Implementation:Deepspeedai DeepSpeed OpBuilder

Knowledge Sources	DeepSpeed
Domains	Build_System, Compilation, CUDA, Extensions
Last Updated	2026-02-09 00:00 GMT

Overview

OpBuilder is the abstract base class for building and loading DeepSpeed C++/CUDA extension operators.

Description

The OpBuilder class provides a framework for compiling and loading custom C++/CUDA operations in DeepSpeed. It supports both ahead-of-time (AOT) compilation during installation and just-in-time (JIT) compilation at runtime. The class handles platform-specific compilation flags, CUDA/ROCm compatibility checks, compute capability detection, and CPU architecture optimization. Each DeepSpeed operator (such as adam, transformer, async_io) inherits from either OpBuilder or its subclass CUDAOpBuilder to implement operator-specific build configurations.

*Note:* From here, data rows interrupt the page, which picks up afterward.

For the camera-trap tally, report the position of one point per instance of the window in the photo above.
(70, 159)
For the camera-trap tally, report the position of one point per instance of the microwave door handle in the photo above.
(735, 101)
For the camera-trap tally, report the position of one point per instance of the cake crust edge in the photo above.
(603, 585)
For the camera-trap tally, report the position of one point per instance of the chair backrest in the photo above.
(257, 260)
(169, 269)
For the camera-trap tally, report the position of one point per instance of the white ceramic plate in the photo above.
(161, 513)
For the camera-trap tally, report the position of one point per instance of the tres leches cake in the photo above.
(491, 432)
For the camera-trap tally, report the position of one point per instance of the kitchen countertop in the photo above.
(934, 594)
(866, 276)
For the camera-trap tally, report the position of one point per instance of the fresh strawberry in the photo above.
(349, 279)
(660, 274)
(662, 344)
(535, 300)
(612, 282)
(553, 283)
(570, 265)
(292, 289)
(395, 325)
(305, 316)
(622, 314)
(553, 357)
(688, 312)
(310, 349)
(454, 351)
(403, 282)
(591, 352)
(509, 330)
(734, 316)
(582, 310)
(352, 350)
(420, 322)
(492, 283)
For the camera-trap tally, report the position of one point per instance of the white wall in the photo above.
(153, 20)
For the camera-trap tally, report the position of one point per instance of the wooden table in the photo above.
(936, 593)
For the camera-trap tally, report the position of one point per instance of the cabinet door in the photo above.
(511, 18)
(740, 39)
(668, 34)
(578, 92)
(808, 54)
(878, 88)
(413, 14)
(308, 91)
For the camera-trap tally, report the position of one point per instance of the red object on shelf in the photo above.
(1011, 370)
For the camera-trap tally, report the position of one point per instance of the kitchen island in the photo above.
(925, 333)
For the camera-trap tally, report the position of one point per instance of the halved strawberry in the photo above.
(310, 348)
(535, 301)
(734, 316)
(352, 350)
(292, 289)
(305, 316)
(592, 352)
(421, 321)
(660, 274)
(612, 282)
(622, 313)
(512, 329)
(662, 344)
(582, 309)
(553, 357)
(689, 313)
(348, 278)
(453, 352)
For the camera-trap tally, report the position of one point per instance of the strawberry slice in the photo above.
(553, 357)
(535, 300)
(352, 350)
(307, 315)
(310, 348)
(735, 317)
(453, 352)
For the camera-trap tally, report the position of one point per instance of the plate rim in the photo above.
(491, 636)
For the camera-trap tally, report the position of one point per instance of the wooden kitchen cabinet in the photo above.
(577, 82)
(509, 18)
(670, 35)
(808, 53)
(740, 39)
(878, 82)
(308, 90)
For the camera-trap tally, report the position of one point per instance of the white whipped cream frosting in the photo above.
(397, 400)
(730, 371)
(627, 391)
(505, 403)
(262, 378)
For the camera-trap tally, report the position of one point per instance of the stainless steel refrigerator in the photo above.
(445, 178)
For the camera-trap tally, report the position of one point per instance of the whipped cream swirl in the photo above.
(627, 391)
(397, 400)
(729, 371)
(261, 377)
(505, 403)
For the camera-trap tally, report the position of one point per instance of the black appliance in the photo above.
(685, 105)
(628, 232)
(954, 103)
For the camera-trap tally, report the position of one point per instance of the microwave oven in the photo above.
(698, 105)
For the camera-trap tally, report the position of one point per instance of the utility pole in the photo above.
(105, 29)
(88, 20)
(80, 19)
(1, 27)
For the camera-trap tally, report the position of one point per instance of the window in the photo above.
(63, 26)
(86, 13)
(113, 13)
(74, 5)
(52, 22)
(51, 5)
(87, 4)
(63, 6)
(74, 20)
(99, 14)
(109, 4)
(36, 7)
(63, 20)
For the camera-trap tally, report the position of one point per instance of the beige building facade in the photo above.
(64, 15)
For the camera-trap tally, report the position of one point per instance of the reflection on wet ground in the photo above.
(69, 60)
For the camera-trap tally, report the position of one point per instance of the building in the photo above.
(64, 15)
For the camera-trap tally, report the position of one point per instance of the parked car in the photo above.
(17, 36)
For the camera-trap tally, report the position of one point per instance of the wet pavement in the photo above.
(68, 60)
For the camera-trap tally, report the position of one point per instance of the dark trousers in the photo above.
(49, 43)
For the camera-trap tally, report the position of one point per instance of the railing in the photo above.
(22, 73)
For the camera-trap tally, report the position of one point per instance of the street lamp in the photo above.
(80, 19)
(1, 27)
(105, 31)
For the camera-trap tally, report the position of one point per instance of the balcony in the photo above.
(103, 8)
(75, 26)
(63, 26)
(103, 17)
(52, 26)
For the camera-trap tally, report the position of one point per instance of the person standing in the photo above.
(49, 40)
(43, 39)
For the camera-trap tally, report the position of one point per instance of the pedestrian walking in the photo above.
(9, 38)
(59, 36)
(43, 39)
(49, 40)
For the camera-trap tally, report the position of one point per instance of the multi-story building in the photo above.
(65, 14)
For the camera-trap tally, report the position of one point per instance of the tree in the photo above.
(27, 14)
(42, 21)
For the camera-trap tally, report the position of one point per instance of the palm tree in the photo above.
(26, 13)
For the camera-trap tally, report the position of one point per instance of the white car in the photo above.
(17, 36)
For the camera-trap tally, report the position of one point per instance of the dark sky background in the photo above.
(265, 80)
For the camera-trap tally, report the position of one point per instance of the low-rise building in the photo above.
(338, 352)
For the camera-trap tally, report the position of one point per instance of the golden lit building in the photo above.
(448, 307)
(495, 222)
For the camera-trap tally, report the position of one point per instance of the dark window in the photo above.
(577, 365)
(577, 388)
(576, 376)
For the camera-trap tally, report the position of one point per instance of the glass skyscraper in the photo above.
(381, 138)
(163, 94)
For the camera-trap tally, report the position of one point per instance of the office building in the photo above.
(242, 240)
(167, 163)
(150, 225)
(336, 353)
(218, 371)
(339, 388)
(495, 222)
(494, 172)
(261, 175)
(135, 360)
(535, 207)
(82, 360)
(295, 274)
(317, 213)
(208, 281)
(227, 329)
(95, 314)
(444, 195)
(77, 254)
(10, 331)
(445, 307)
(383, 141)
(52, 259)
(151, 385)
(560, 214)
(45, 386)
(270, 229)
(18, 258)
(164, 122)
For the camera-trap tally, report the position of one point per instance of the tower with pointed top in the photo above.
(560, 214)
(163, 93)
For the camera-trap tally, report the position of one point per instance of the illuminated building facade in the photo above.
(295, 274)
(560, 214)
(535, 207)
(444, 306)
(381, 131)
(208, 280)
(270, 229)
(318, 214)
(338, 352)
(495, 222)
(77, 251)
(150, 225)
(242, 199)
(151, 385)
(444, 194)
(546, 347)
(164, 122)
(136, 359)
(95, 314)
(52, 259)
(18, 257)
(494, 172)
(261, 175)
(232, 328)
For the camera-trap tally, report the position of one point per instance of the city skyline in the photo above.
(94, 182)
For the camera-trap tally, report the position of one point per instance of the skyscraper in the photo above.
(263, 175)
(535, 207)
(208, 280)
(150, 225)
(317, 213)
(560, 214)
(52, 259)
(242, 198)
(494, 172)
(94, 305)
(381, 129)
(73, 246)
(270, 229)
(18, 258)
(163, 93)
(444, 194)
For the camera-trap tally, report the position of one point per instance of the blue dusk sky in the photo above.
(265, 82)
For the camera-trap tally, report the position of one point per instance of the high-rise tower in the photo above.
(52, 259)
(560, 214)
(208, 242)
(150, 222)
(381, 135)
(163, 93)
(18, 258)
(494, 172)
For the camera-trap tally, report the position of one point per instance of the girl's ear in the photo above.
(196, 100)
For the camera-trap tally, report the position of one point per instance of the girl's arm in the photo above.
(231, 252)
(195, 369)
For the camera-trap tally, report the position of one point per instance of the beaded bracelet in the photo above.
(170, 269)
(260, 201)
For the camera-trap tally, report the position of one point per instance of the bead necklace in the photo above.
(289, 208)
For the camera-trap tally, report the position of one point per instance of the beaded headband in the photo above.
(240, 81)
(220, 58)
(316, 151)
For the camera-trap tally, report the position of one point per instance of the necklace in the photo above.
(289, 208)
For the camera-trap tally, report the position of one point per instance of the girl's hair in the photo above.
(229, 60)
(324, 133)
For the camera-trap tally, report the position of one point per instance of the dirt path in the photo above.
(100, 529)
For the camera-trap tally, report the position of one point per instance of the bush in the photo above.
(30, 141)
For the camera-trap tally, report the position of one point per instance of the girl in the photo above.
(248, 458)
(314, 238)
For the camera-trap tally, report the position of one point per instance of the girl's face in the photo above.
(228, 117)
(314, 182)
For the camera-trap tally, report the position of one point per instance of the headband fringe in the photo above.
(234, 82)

The builder system manages complex compilation scenarios including cross-platform builds (CUDA/ROCm/CPU), version compatibility validation between PyTorch and CUDA, and hardware-specific optimizations like SIMD width detection and compute capability targeting. It also provides utility functions for system introspection including CPU architecture detection, CUDA version checking, and library dependency testing.

Usage

Use OpBuilder as a base class when implementing custom DeepSpeed operators that need to be compiled from C++/CUDA source. The class is typically subclassed to create operator-specific builders (e.g., AsyncIOBuilder, FusedAdamBuilder) that define source files, include paths, and compilation flags. During package installation, builders determine which operators to pre-compile based on environment variables and hardware compatibility. At runtime, operators can be loaded via the load() method which either imports pre-compiled modules or triggers JIT compilation.

Code Reference

Source Location

Repository: DeepSpeed
File: op_builder/builder.py

Signature

class OpBuilder(ABC):
    """Abstract base class for building DeepSpeed C++/CUDA extensions."""

    def __init__(self, name: str):
        """Initialize builder with operator name."""

    @abstractmethod
    def absolute_name(self) -> str:
        """Returns absolute module path for pre-installed op."""

    @abstractmethod
    def sources(self) -> List[str]:
        """Returns list of source files relative to deepspeed package root."""

    def include_paths(self) -> List[str]:
        """Returns list of include directories."""

    def nvcc_args(self) -> List[str]:
        """Returns nvcc compiler flags for CUDA compilation."""

    def cxx_args(self) -> List[str]:
        """Returns C++ compiler flags."""

    def is_compatible(self, verbose: bool = False) -> bool:
        """Check if all dependencies are satisfied to build this op."""

    def load(self, verbose: bool = False):
        """Load pre-compiled op or trigger JIT compilation."""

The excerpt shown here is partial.